Die dadurch entstandenen Papierenden kleben wir dann eins über das andere. Bei den übrigen Ecken wird ebenso verfahren. Nun auf die Seite, wo wir eben die Ränder herumgeklebt haben, ein hübsches gemustertes Papier, dessen Form wir durch Drauflegen und Zurückkniffen erhalten; zuletzt in jede Ecke ein Goldstern.

Die Ränder des dreieckigen und des achteckigen Untersatzes machen wir mit Kaliko, und zwar schneiden sich kleinere Schüler den Streifen für jede Seite zurecht und kleben ihn dann mit Leim auf. Größere Schüler nehmen lieber den Streifen so lang, dass er ganz um den Gegenstand herumreicht. Man bestreicht aber nur ein Viertel oder ein Drittel desselben mit Leim, klebt dies auf, indem man an einer Ecke anfängt, dann wieder ein Stückchen bestreichen usw.

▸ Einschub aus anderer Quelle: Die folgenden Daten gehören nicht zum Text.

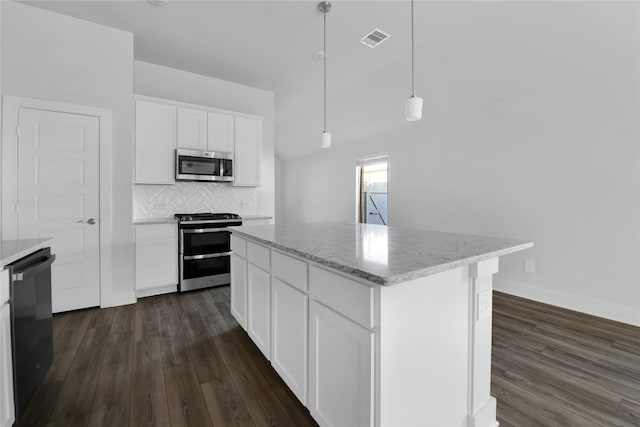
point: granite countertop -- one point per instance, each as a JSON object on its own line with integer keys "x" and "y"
{"x": 142, "y": 221}
{"x": 379, "y": 254}
{"x": 250, "y": 217}
{"x": 13, "y": 250}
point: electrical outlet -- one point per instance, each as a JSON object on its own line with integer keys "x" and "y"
{"x": 484, "y": 304}
{"x": 529, "y": 266}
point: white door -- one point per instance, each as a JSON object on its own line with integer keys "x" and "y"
{"x": 289, "y": 336}
{"x": 221, "y": 133}
{"x": 192, "y": 129}
{"x": 239, "y": 289}
{"x": 58, "y": 196}
{"x": 258, "y": 308}
{"x": 340, "y": 369}
{"x": 248, "y": 152}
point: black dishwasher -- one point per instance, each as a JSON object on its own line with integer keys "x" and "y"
{"x": 31, "y": 323}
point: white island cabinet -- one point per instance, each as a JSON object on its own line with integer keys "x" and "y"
{"x": 7, "y": 409}
{"x": 373, "y": 325}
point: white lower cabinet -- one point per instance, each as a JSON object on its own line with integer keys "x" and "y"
{"x": 259, "y": 308}
{"x": 239, "y": 289}
{"x": 156, "y": 258}
{"x": 341, "y": 367}
{"x": 7, "y": 409}
{"x": 325, "y": 355}
{"x": 289, "y": 320}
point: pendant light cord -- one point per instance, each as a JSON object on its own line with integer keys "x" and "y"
{"x": 413, "y": 73}
{"x": 325, "y": 69}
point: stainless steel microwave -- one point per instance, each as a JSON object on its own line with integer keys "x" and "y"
{"x": 195, "y": 165}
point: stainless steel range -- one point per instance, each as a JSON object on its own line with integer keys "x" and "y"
{"x": 205, "y": 249}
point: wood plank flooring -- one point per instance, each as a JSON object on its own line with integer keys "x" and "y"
{"x": 555, "y": 367}
{"x": 182, "y": 360}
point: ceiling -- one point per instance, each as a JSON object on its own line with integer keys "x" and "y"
{"x": 464, "y": 51}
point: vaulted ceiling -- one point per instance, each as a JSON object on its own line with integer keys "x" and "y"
{"x": 464, "y": 51}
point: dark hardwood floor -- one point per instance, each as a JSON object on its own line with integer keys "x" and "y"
{"x": 555, "y": 367}
{"x": 182, "y": 360}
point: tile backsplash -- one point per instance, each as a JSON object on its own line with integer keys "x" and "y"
{"x": 162, "y": 201}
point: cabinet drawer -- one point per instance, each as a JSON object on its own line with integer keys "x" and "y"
{"x": 258, "y": 255}
{"x": 153, "y": 231}
{"x": 348, "y": 297}
{"x": 289, "y": 270}
{"x": 239, "y": 246}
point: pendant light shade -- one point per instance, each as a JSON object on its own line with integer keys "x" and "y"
{"x": 325, "y": 139}
{"x": 413, "y": 108}
{"x": 413, "y": 105}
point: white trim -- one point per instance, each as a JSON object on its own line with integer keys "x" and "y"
{"x": 123, "y": 298}
{"x": 9, "y": 182}
{"x": 616, "y": 312}
{"x": 148, "y": 292}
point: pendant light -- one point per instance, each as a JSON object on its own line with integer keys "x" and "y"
{"x": 413, "y": 105}
{"x": 325, "y": 140}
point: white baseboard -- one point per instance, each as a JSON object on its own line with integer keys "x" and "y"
{"x": 619, "y": 313}
{"x": 156, "y": 291}
{"x": 123, "y": 298}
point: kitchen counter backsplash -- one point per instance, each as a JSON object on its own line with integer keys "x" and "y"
{"x": 162, "y": 201}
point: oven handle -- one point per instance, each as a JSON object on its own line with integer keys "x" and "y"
{"x": 22, "y": 275}
{"x": 203, "y": 230}
{"x": 190, "y": 257}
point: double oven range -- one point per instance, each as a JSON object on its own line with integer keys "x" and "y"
{"x": 204, "y": 249}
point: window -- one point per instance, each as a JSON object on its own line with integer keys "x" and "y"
{"x": 372, "y": 179}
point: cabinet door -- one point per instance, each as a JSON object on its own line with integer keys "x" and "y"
{"x": 259, "y": 303}
{"x": 7, "y": 410}
{"x": 221, "y": 132}
{"x": 192, "y": 129}
{"x": 239, "y": 290}
{"x": 340, "y": 369}
{"x": 156, "y": 255}
{"x": 155, "y": 142}
{"x": 248, "y": 152}
{"x": 289, "y": 336}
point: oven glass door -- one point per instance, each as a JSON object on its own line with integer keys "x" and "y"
{"x": 205, "y": 241}
{"x": 200, "y": 166}
{"x": 194, "y": 268}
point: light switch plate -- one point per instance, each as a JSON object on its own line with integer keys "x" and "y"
{"x": 485, "y": 300}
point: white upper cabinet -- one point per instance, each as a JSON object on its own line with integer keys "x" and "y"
{"x": 248, "y": 152}
{"x": 192, "y": 129}
{"x": 155, "y": 142}
{"x": 221, "y": 134}
{"x": 163, "y": 125}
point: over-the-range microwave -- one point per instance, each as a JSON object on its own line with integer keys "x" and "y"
{"x": 195, "y": 165}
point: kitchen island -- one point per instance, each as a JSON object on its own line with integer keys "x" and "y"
{"x": 371, "y": 325}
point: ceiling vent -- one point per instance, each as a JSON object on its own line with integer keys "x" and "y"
{"x": 374, "y": 38}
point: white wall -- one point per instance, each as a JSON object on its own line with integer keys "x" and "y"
{"x": 59, "y": 58}
{"x": 177, "y": 85}
{"x": 558, "y": 164}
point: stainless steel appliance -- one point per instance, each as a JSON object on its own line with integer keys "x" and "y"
{"x": 194, "y": 165}
{"x": 31, "y": 324}
{"x": 205, "y": 249}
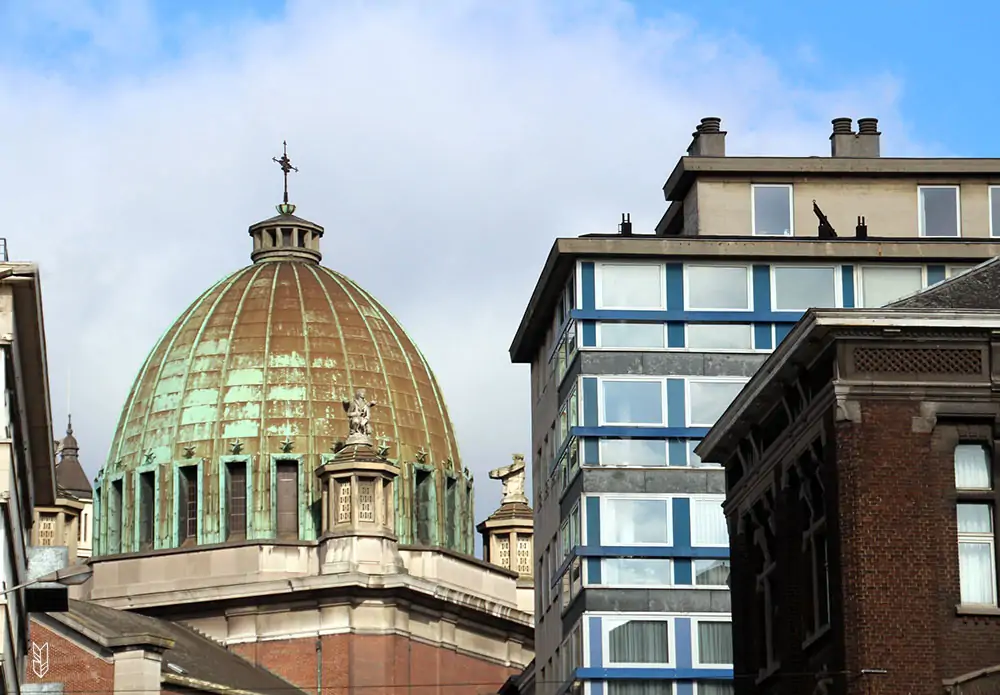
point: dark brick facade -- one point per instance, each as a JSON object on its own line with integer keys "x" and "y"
{"x": 821, "y": 454}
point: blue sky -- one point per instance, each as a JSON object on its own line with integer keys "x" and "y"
{"x": 940, "y": 59}
{"x": 443, "y": 144}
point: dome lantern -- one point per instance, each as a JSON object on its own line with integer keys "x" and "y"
{"x": 285, "y": 236}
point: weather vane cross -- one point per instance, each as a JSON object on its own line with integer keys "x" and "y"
{"x": 286, "y": 166}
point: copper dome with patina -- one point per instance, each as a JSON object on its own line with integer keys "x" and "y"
{"x": 259, "y": 366}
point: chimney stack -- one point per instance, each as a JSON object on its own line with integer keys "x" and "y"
{"x": 625, "y": 228}
{"x": 868, "y": 138}
{"x": 709, "y": 140}
{"x": 846, "y": 143}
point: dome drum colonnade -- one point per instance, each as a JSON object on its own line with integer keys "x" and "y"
{"x": 242, "y": 402}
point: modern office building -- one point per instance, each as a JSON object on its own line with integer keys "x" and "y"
{"x": 637, "y": 343}
{"x": 861, "y": 467}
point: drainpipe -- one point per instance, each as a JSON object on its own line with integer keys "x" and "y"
{"x": 319, "y": 665}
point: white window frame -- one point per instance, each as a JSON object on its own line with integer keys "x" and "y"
{"x": 600, "y": 337}
{"x": 671, "y": 582}
{"x": 705, "y": 379}
{"x": 640, "y": 497}
{"x": 994, "y": 224}
{"x": 838, "y": 283}
{"x": 710, "y": 587}
{"x": 689, "y": 446}
{"x": 983, "y": 539}
{"x": 791, "y": 209}
{"x": 859, "y": 282}
{"x": 599, "y": 285}
{"x": 687, "y": 287}
{"x": 718, "y": 499}
{"x": 749, "y": 326}
{"x": 921, "y": 231}
{"x": 600, "y": 456}
{"x": 603, "y": 422}
{"x": 695, "y": 651}
{"x": 609, "y": 622}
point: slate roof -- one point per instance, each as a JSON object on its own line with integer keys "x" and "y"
{"x": 977, "y": 289}
{"x": 191, "y": 656}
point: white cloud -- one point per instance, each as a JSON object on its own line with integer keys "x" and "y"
{"x": 443, "y": 145}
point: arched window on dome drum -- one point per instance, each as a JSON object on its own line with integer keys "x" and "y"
{"x": 147, "y": 489}
{"x": 288, "y": 499}
{"x": 423, "y": 501}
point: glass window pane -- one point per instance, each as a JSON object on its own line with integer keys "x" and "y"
{"x": 635, "y": 521}
{"x": 995, "y": 211}
{"x": 631, "y": 286}
{"x": 714, "y": 688}
{"x": 640, "y": 642}
{"x": 708, "y": 523}
{"x": 633, "y": 452}
{"x": 711, "y": 572}
{"x": 715, "y": 642}
{"x": 718, "y": 287}
{"x": 709, "y": 400}
{"x": 636, "y": 687}
{"x": 972, "y": 467}
{"x": 772, "y": 210}
{"x": 879, "y": 286}
{"x": 800, "y": 287}
{"x": 633, "y": 402}
{"x": 633, "y": 571}
{"x": 632, "y": 335}
{"x": 719, "y": 336}
{"x": 975, "y": 518}
{"x": 939, "y": 211}
{"x": 975, "y": 571}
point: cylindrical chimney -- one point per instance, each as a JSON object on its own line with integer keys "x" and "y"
{"x": 711, "y": 124}
{"x": 868, "y": 126}
{"x": 842, "y": 126}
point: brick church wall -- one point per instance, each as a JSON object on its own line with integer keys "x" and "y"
{"x": 378, "y": 664}
{"x": 80, "y": 671}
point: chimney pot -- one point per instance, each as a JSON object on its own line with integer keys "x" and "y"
{"x": 842, "y": 126}
{"x": 868, "y": 126}
{"x": 708, "y": 139}
{"x": 712, "y": 124}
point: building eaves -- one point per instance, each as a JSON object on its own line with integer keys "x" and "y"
{"x": 688, "y": 169}
{"x": 804, "y": 343}
{"x": 566, "y": 251}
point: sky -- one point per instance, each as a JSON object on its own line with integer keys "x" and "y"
{"x": 443, "y": 144}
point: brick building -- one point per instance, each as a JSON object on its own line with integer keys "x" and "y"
{"x": 861, "y": 477}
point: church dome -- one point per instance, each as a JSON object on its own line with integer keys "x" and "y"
{"x": 255, "y": 373}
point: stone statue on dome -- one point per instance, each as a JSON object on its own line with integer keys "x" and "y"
{"x": 359, "y": 419}
{"x": 512, "y": 477}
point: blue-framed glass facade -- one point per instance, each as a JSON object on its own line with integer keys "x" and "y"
{"x": 630, "y": 418}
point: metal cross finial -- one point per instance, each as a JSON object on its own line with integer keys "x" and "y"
{"x": 286, "y": 165}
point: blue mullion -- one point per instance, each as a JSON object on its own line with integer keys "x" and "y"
{"x": 587, "y": 285}
{"x": 639, "y": 432}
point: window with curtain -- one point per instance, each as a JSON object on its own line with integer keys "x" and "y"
{"x": 714, "y": 688}
{"x": 976, "y": 532}
{"x": 639, "y": 642}
{"x": 708, "y": 523}
{"x": 635, "y": 521}
{"x": 715, "y": 643}
{"x": 636, "y": 571}
{"x": 634, "y": 687}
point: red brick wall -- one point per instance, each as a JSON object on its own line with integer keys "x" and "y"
{"x": 899, "y": 556}
{"x": 81, "y": 671}
{"x": 380, "y": 664}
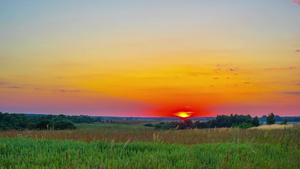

Mit den an den Ecken entstehenden Falten wissen wir ja schon Bescheid.

Rückseite Naturpapier. Vorderseite beim Achteck (Zirkelöffnung etwa 15 cm) wird zunächst ganz mit zurechtgeknifftem und geschnittenem gelbem Glanzpapier bekleidet. Darauf ziehen wir mit einer Nadel die angegebenen Verbindungslinien der Ecken, schneiden für je zwei gegenüberliegende Dreiecke rotes und grünes Papier aus und kleben dies darauf. Goldborten an den Rändern heben die Schönheit des Gegenstandes ganz bedeutend.

Bei dreieckigen Untersatz kleben wir zuerst Orange (Glanzpapier) auf, lassen es aber nach Grün und Violett etwas über die vorher gezeichneten Linien überstehen, dann Grün, welches nach Violett übersteht und zuletzt das genau passende Violett.

Wir können ja auch den sechseckigen Untersatz in derselben Weise wie das Dreieck mit den sechs Farben: rot, orange, gelb, grün, blau, violett bekleben. Stecken wir dann durch den Mittelpunkt einen spitzen Holzpflock, so erhalten wir einen Farbenkreisel, an dem wir die Wahrheit des physikalischen Gesetzes sehen, dass die Mischung aller Farben Weiß ergibt. Wenigstens wird es nahezu weiß.

Der Kreis wird ebenfalls mit Kaliko gerändert. Dasselbe wird beim Herüberkleben über den Rand der linken Hand auf der Pappe festgehalten und mit der rechten tüchtig langgezogen, gestreckt. Dadurch legt es sich ganz glatt an die Pappe an. Sollten trotzdem noch Falten entstehen, so werden diese mit untergeschobener Spitze der Schere eingeschnitten, dann übereinander geklebt. Gut feststreichen!
Soll der Rand mit Papier gemacht werden, so muss der betreffende Streifen auf beiden Seiten dicht nebeneinander eingeschnitten werden. Beim Aufkleben (Kleister!) werden dann die einzelnen Fransen recht sorgfältig neben- und übereinander geklebt.

Um auch diesen Untersatz verschiedenfarbig zu kleiden, schneiden wir so viel Farben, soviel Kreise, einen immer etwa zwei Finger breit kleiner als den anderen und kleben sie übereinander. Mittelpunkt Goldstern.
Soll den Rand noch Goldborte zieren, so eignet sich dazu nur Zackenborte; andere läßt sich nicht biegen.
Für solche, die einen besonders hübschen Untersatz herstellen wollen, gibt die folgende Abbildung die Form an, bei welcher über jeder Seite des Achteckes besondere Bogen geschlagen werden.

Diese Form wird ebenso wie der Kreis mit Schere zugeschnitten. Alles andere wird man selbst zurechtlegen können.